- Born: November 8, 1999 (age 26) Quetta
- Known for: Quranic Reciter
- Website: hassanalikasi.com

= Hassan Ali Kasi =

Imam and Certified Qur'an reciter

Hassan Ali Kasi (born 1999, Pashto/) is a Qur'anic reciter and Qur'an memorizer from Quetta, Pakistan, currently serving as an Imam at The Prayer Center of Orland Park. Recently Hassan served as an Imam at Islamic Center of Wheaton, Illinois, United States of America.

== Biography ==
In 2021, Kasi won first place in a Quran recitation competition Siraj Al-Kabeer, held in Afghanistan.

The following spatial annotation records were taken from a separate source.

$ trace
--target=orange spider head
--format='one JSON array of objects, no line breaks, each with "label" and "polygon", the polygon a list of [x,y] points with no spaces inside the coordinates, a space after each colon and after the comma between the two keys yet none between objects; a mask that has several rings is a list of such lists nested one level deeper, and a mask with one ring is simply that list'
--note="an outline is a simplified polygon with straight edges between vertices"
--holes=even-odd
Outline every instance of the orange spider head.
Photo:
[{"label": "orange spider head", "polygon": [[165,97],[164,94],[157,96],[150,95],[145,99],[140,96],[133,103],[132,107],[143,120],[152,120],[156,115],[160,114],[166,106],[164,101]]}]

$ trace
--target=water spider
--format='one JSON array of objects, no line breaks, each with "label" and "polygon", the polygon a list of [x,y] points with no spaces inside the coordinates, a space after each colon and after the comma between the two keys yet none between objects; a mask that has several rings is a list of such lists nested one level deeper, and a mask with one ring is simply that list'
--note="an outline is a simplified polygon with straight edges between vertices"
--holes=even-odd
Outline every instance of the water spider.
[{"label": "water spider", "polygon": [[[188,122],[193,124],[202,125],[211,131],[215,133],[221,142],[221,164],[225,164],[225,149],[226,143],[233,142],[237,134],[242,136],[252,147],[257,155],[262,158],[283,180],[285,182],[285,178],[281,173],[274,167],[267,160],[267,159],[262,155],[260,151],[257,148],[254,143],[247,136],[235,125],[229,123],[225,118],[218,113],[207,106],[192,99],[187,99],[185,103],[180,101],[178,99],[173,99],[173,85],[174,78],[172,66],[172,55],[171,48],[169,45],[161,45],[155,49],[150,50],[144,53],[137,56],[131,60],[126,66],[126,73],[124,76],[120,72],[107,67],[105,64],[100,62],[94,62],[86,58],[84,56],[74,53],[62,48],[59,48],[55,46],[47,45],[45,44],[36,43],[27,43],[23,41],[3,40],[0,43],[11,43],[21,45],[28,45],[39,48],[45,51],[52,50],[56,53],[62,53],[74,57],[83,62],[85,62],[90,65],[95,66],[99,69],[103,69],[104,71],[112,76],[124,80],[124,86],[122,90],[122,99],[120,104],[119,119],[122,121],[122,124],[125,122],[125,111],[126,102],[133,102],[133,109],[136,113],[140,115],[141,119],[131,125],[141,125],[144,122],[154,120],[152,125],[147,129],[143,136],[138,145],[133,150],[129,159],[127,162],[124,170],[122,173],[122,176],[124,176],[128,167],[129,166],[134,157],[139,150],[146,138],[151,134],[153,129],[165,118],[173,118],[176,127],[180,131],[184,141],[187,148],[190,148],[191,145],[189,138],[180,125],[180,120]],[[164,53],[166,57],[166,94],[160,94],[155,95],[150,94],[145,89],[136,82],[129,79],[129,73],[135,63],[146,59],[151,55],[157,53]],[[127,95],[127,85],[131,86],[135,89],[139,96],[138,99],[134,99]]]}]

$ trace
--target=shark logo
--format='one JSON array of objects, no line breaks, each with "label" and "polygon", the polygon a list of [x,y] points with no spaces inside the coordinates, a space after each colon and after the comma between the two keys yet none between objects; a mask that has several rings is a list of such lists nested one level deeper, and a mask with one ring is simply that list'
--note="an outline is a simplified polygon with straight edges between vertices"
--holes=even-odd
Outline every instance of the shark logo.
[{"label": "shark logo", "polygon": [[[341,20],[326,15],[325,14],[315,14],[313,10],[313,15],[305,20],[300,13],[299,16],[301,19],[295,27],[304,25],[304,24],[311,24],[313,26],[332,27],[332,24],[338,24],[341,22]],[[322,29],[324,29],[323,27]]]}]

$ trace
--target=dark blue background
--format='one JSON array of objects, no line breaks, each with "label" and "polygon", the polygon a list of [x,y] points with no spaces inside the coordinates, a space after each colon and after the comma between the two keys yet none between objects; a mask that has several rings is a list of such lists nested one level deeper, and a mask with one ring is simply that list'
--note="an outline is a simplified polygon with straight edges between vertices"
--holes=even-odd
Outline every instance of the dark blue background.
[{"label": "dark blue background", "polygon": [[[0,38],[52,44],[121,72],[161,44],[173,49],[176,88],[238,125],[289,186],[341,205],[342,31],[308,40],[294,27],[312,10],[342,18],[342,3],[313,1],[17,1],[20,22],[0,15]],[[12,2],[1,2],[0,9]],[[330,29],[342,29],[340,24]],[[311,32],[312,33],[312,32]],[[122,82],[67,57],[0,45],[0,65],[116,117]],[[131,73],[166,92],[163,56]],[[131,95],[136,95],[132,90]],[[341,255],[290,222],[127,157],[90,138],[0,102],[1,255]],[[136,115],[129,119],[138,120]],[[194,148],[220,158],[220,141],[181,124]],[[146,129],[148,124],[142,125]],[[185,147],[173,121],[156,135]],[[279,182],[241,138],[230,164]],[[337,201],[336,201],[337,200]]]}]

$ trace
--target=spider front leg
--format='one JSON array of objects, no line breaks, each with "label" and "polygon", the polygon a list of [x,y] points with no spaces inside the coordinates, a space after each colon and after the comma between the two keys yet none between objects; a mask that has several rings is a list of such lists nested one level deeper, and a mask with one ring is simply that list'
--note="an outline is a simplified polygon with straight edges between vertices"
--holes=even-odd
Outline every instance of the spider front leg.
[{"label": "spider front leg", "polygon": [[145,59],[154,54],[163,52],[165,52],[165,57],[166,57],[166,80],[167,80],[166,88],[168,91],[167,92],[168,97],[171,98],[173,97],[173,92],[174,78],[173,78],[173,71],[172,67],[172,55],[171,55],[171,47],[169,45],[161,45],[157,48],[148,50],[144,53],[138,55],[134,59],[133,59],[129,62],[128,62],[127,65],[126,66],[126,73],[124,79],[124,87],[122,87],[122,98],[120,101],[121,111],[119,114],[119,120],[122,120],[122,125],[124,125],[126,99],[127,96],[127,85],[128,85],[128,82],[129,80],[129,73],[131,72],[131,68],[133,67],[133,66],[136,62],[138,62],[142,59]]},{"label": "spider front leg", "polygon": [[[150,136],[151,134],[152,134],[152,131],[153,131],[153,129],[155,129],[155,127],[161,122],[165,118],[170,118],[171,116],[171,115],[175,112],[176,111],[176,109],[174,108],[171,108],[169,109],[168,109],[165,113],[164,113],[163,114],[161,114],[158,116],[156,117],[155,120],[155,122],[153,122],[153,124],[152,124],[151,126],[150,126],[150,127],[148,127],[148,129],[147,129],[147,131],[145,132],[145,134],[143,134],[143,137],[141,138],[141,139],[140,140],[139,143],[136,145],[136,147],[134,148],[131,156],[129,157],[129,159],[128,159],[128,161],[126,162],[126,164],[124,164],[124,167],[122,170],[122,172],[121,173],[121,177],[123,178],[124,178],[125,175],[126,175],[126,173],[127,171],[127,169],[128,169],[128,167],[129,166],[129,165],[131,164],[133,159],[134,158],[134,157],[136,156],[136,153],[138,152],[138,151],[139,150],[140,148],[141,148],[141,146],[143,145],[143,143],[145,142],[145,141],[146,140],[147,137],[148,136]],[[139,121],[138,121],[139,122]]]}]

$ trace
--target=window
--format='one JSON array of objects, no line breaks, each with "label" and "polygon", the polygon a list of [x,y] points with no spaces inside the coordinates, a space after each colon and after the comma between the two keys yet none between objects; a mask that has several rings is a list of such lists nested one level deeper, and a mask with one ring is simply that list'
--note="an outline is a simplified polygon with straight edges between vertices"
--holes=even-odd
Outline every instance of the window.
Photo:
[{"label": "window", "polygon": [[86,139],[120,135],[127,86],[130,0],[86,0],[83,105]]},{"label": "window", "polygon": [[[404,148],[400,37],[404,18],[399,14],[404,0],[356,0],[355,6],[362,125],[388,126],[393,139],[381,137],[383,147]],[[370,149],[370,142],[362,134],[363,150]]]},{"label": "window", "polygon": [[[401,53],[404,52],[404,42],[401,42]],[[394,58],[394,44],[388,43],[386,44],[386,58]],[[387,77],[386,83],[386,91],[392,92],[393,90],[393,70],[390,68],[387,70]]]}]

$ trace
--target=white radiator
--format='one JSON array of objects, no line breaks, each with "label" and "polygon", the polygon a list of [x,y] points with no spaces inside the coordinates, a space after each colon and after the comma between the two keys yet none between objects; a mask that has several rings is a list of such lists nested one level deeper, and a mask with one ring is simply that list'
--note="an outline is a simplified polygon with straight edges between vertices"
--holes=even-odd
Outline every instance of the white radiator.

Kasi was eight years old when he began to earn recognition for his memorization and Qira'at skills and memorized the Quran at early age. He learned Tajwid from his father and recitation styles from his uncle.

Kasi finished college in Quetta and later moved to Islamabad to continue Islamic studies at International Islamic University Islamabad.

== Awards and recognition ==
- 3rd position in Turkey International Holy Quran Competition 2013
- 1st position in Swat National Qiraat Competition 2013
- Dunya News 10 winners of Hayya Al As-Salawat Competition 2014
- 1st position in Bol TV Quran Competition 2017
- 4th position in Al-Kawthar 13th International Quran Competition 2020
- 1st position in International Holy Quran Recitation Competition Afghanistan 2021
- National Youth Award by the Minhaj Youth League as a High Achiever in the Field of Qira'at for representing Pakistan in the International Quran Recitation Competition 2021 held in Afghanistan.
- In 2021, he was awarded a shield and certificate by the president of the International Islamic University, as a high achievers of the year.